The Three-State Option
War in the Gaza Strip demonstrates yet again that the current governance paradigm for the Palestinian people has failed. Terrorists financed and supplied by Iran control Gaza; the Palestinian Authority is broken, probably irretrievably; and economic development is stalled in Gaza and the West Bank. Palestinians are suffering the consequences of regional power struggles played out through them as surrogates.
Israel isn't a happy place, either. It endures opprobrium from the world's High-Minded for defending itself from terrorism yet still finds itself subjected to terrorist attacks from Hamas and terrorists based in Syria and Lebanon. Israel's domestic politics are increasingly muddled, and its way forward obscure.
Neighboring countries also suffer. Egypt has walled off its boundary with Gaza; Lebanon remains under threat of a Hezbollah coup enabled by Iran; Syria slides further under Iranian hegemony; and Jordan is trapped in the general gridlock. Other Arab countries search for solutions, but their attention is increasingly diverted by the growing threat from Iran and the downturn in global oil prices.
Given this landscape, we should ask why we still advocate the "two-state solution," with Israel and "Palestine" living side by side in peace, as the mantra goes. We are obviously not progressing, and are probably going backward. We continue poring over the Middle East "road map" because that is all we have, faute de mieux, as they say in Foggy Bottom.
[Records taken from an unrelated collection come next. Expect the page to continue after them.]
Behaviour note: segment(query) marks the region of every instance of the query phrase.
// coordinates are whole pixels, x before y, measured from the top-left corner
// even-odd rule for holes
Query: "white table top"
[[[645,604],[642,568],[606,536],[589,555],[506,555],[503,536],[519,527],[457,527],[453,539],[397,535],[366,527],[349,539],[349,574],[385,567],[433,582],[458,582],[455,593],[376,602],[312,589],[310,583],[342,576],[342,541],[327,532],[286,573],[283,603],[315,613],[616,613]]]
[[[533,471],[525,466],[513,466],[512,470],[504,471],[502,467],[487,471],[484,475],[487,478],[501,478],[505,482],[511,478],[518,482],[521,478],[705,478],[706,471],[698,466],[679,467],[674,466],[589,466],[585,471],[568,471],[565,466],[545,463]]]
The logic to this position is long past its expiration date. Unfortunately, it is hard to imagine a new approach that the key players would receive enthusiastically. If the way out were obvious, after all, it would already have been suggested. So consider the following, unpopular and difficult to implement though it may be:
Let's start by recognizing that trying to create a Palestinian Authority from the old PLO has failed and that any two-state solution based on the PA is stillborn. Hamas has killed the idea, and even the Holy Land is good for only one resurrection. Instead, we should look to a "three-state" approach, where Gaza is returned to Egyptian control and the West Bank in some configuration reverts to Jordanian sovereignty. Among many anomalies, today's conflict lies within the boundaries of three states nominally at peace. Having the two Arab states re-extend their prior political authority is an authentic way to extend the zone of peace and, more important, build on governments that are providing peace and stability in their own countries. "International observers" or the like cannot come close to what is necessary; we need real states with real security forces.
This idea would be decidedly unpopular in Egypt and Jordan, which have long sought to wash their hands of the Palestinian problem. Accordingly, they should not have to reassume this responsibility alone. They should receive financial and political support from the Arab League and the West, as they both have for years from the United States. Israel should accept political and administrative roles by Jordan and Egypt, unless it intends to perform such roles itself (which it manifestly does not).
Egypt no more wants responsibility for dealing with Hamas than Israel does. Cairo fears that Hamas extremism, and its affinity for the Muslim Brotherhood, will increase the risk of extremism in Egypt. Strong ties exist between Hamas and the Muslim Brotherhood, and extremism in Egypt is growing, so already the real issue is finding the best way to control the threat simultaneously in Egypt and Gaza. Keeping Gaza politically separate from Egypt may be optically satisfying to some, but doing so simply increases threats to Egyptian stability, the loss of which would be catastrophic for the broader region. Just ask the mullahs in Tehran.
Without a larger Egyptian role, Gaza will not, and perhaps cannot, achieve the minimal stability necessary for economic development. Moreover, connecting Gaza to a real economy, rather than a fictional "Palestinian economy," is the quickest concrete way to improve the lives of Gaza's ordinary citizens. The West Bank link to Jordan, for now at least, is less urgent; the matter cannot be put aside indefinitely, partly because, ironically, long-term Israeli security concerns there are more complex than in Gaza.
For Palestinians, admitting the obvious failure of the PA, and the consequences of their selection of Hamas, means accepting reality, however unpleasant. But it is precisely Palestinians who would most benefit from stability. The PA -- weakened, corrupt and discredited -- is not a state by any realistic assessment, nor will it become one accepted by Israel as long as Hamas or terrorism generally remains a major political force among Palestinians.
Objections to this idea will be manifold, and implementation difficult. One place to avoid problems is dispensing with intricate discussions over the exact legal status of Gaza and the West Bank. These territories contain more legal theories than land. "Retrocession" to Egypt and Jordan may or may not become permanent, but one need not advocate that to get started in the interim.
The Palestinian and Israeli peoples deserve a little glasnost and perestroika from the outside world. Either we do better, conceptually and operationally, or Iran will be happy to fill the vacuum.
The writer, a senior fellow at the American Enterprise Institute, was U.S. ambassador to the United Nations from August 2005 to December 2006.